It was evidently a most disreputable neighborhood. A sickening, nauseating revulsion crept over him: Zara—the beautiful, refined Zara—to be willing to meet a lover here! The brute was probably ill, and that was why she had looked so distressed. He walked up and down rapidly twice, and then he crossed the road and rang the bell; the taxi was still at the door. It was opened almost immediately by the little, dirty maid—very dirty in the early morning like this.
He controlled his voice and asked politely to be taken to the lady who had just gone in. With a snivel of tears Jenny asked him to follow her, and, while she was mounting in front of him, she turned and said: “It ain’t no good, doctor, I ken tell yer; my mother was took just like that, and after she’d once broke the vessel she didn’t live a hour.” And by this time they had reached the attic door which, without knocking Jenny opened a little, and, with another snivel, announced, “The doctor, missis.”

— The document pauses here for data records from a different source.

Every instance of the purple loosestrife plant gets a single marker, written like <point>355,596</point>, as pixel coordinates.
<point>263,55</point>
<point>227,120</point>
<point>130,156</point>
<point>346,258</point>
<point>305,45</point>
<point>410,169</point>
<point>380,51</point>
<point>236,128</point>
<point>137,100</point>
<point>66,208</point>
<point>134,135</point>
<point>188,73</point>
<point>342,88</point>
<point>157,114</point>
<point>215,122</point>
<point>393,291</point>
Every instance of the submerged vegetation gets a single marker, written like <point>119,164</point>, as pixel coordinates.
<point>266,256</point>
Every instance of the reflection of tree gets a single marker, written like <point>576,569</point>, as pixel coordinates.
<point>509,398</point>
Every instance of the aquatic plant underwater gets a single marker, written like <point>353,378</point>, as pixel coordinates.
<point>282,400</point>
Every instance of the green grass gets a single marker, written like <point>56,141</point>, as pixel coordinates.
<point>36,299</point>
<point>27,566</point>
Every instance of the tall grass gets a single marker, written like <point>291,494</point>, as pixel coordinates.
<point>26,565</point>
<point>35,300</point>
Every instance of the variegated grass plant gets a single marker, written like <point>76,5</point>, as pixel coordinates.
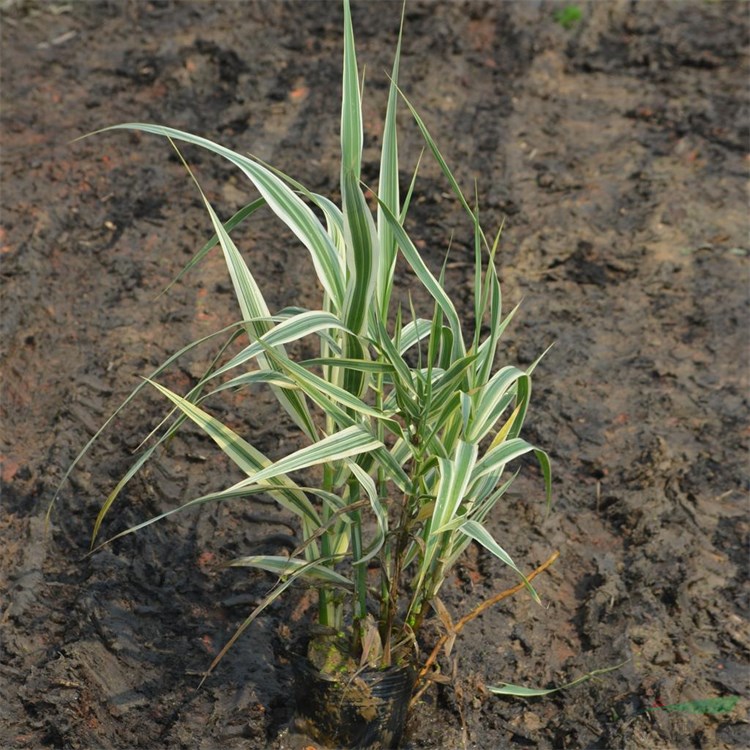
<point>413,457</point>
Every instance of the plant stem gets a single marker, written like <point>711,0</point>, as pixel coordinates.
<point>459,626</point>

And Tristram entered the room.
CHAPTER XXXIX
And this is what he saw.
The poor, mean room, with its scrupulous neatness slightly disturbed by the evidences of the boiling of milk and the warming of flannel, and Zara, kneeling by the low, iron bed where lay the little body of a child. For Mirko had dwindled, these last weeks of his constant fever, so that his poor, small frame, undersized for his age at any time, looked now no more than that of a boy of six years old. He was evidently dying. Zara held his tiny hand, and the divine love and sorrowful agony in her face wrung her husband’s soul. A towel soaked with blood had fallen to the floor, and lay there, a ghastly evidence of the “broken vessel” Jenny had spoken of. Mimo, with his tall, military figure shaking with dry sobs, stood on the other side, and Zara murmured in a tender voice of anguish: “My little one! My Mirko!” She was oblivious in her grief of any other presence—and the dying child opened his eyes and called faintly, “Maman!”